We need to stop looking at this problem as binary. Not only is fee-for-service the cause of our current health care crisis, but it is certainly part of the problem. We will never be able to eliminate fee-for-service, and neither should we. There are some services, such as vaccine administration, where it is very cost effective.
But if you look at the studies that have resulted from the Dartmouth Atlas, they clearly show that there is a lot of unwarranted variation across the country in how healthcare is provided. Clearly, fee-for-service is passionate about ineffective and sometimes inappropriate healthcare consultations and potentially harmful tests and treatments. These can all contribute to not only rising costs of health care, but poor health outcomes. Fee-for-service is a contributing factor to administrative costs and not achieving “value” (better results for comparable / reduced costs) when it comes to health care delivery and how it is funded.
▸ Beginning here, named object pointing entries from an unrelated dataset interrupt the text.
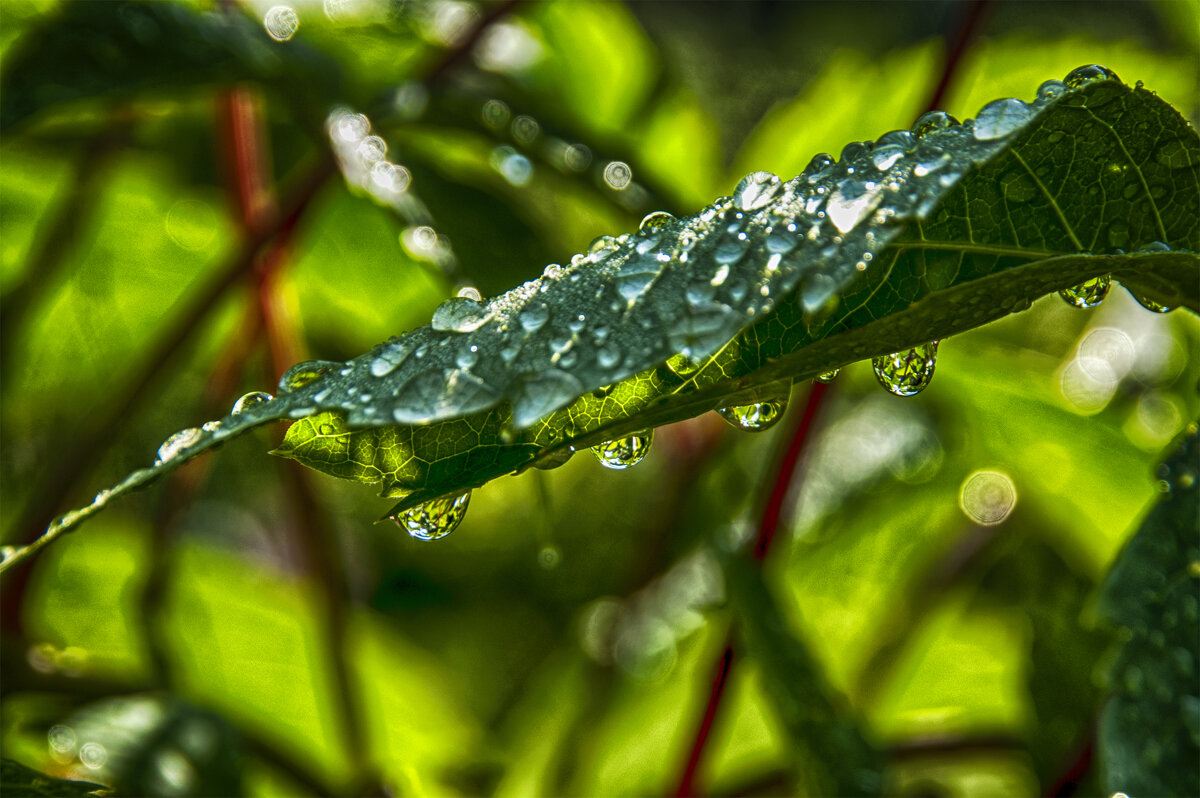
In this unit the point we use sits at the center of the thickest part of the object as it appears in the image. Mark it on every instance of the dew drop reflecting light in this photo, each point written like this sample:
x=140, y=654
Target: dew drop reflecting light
x=618, y=174
x=435, y=519
x=281, y=23
x=988, y=497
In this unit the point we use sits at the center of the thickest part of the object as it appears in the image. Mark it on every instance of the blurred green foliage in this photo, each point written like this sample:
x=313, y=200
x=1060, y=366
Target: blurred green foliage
x=562, y=641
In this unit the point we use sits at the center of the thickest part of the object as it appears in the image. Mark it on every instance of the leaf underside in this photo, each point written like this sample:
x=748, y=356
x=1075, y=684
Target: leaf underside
x=1149, y=735
x=912, y=239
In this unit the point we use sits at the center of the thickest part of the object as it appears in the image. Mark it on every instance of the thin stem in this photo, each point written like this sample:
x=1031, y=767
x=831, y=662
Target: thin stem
x=773, y=510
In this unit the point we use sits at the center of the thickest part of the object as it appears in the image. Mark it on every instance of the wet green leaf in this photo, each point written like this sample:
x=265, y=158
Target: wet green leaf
x=1150, y=731
x=18, y=781
x=911, y=239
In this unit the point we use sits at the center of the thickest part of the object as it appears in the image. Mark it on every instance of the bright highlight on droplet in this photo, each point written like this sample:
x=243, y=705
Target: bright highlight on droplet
x=988, y=497
x=281, y=23
x=618, y=174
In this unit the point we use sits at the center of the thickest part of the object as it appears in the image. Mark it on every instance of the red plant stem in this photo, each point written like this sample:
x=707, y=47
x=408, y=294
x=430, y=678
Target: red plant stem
x=786, y=471
x=774, y=508
x=958, y=46
x=767, y=527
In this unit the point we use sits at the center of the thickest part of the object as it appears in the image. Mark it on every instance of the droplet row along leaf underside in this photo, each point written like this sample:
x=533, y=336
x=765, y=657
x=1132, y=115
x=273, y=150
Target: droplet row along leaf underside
x=910, y=240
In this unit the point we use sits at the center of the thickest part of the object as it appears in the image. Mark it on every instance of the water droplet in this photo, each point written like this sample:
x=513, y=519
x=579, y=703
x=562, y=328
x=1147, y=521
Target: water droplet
x=304, y=373
x=907, y=373
x=988, y=497
x=177, y=443
x=467, y=355
x=618, y=174
x=460, y=315
x=539, y=395
x=755, y=417
x=441, y=394
x=1151, y=305
x=436, y=519
x=533, y=316
x=930, y=161
x=852, y=202
x=885, y=157
x=624, y=453
x=933, y=121
x=1089, y=293
x=731, y=250
x=249, y=401
x=900, y=138
x=1050, y=90
x=655, y=222
x=756, y=190
x=1083, y=76
x=1001, y=118
x=281, y=23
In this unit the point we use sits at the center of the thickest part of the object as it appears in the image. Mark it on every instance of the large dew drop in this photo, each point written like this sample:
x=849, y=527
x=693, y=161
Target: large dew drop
x=460, y=315
x=436, y=519
x=624, y=453
x=1091, y=73
x=907, y=373
x=755, y=417
x=249, y=401
x=1001, y=118
x=1089, y=293
x=756, y=190
x=305, y=372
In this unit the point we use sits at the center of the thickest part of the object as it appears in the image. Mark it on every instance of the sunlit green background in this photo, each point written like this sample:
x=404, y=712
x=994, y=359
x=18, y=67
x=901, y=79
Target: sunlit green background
x=563, y=640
Take an example. While working at Dartmouth-Hitchcock Medical Center in Lebanon, I had to travel to Nashua and Manchester to offer special consultations at satellite clinics and spend hours in my car traveling up and down Interstate 89. I asked to be able to use telehealth consultations , to see more patients without having them, or me, by spending precious time, not to mention gas (not very environmentally friendly), on travel. It took a pandemic for insurance companies to realize the benefits of telehealth. The reason why they would not consider telehealth then and now, was / is over concerns about fraud.
When I worked in Dartmouth-Hitchcock, I would not think twice about ordering tests and x-rays, all legally, just to make sure I was not missing “anything” (defensive medicine), as I knew the insurance company would pick up anyway the charges; or worse, I would then find something that needed to be examined further, which may require a biopsy, which may result in a complication. I can get a patient to come in for a visit that could have been handled over the phone, but then I would not get refunded my visit that was not face to face, etc. Etc. Just multiply my experience with thousands of other healthcare providers and you can see that we have a problem here.
What is the answer to this healthcare financing / delivery crisis? Is there only one answer? No. Will single payer solve the problem? It can help, but not by itself. We can see this in other countries that have publicly funded health systems.
So what can help? This is going to take systemic changes. I know it may surprise you, but it means it will take political solutions.
There are too many groups and individuals with interests in maintaining the status quo. This is a comment so I’ll have to be brief.
To begin with, the least Vermont has to do is get a Medicaid / Medicare waiver to offer a mandatory public option. We must all be covered and you should have choices in this coverage. It is not a question of whether I will need health care, but rather when I will need health care. If the public option is competitive, employees may ask their employers to pay them higher wages and drop the employer-sponsored health insurance package at their workplace.
Perhaps we could encourage healthcare providers to phase out private practice and become employees of integrated healthcare systems and allow providers to participate in binding arbitration when negotiating wages, benefits and safety in the workplace.
Malpractice should be converted to error-free insurance, thereby compensating injured patients, while the various specialist boards must assess claims against individual providers and, if necessary, revoke their permission to practice.
We also need to move to a system where medical centers must have a global budget for a capitulated population and bundle certain services. It is the responsibility of the medical centers and providers how best to cover the cost of their services – e.g. Should we offer telehealth rather than requiring patients to travel to their providers if the care can be effectively delivered in the comfort of their home?
Is it more convenient to have teams of different health professionals, doctors, extenders of doctors and for complicated specialties possibly even social workers and pharmacists?
Training healthcare providers is expensive, and if we want students to go into underserved areas to practice medicine, we must financially encourage them to consider becoming primary care physicians, paramedics, nurses, and so on.
This crisis will not be resolved unless everyone puts their own interests aside and works for the common good. This is what it means when someone chooses to work in healthcare: It’s not just a job, it’s a profession.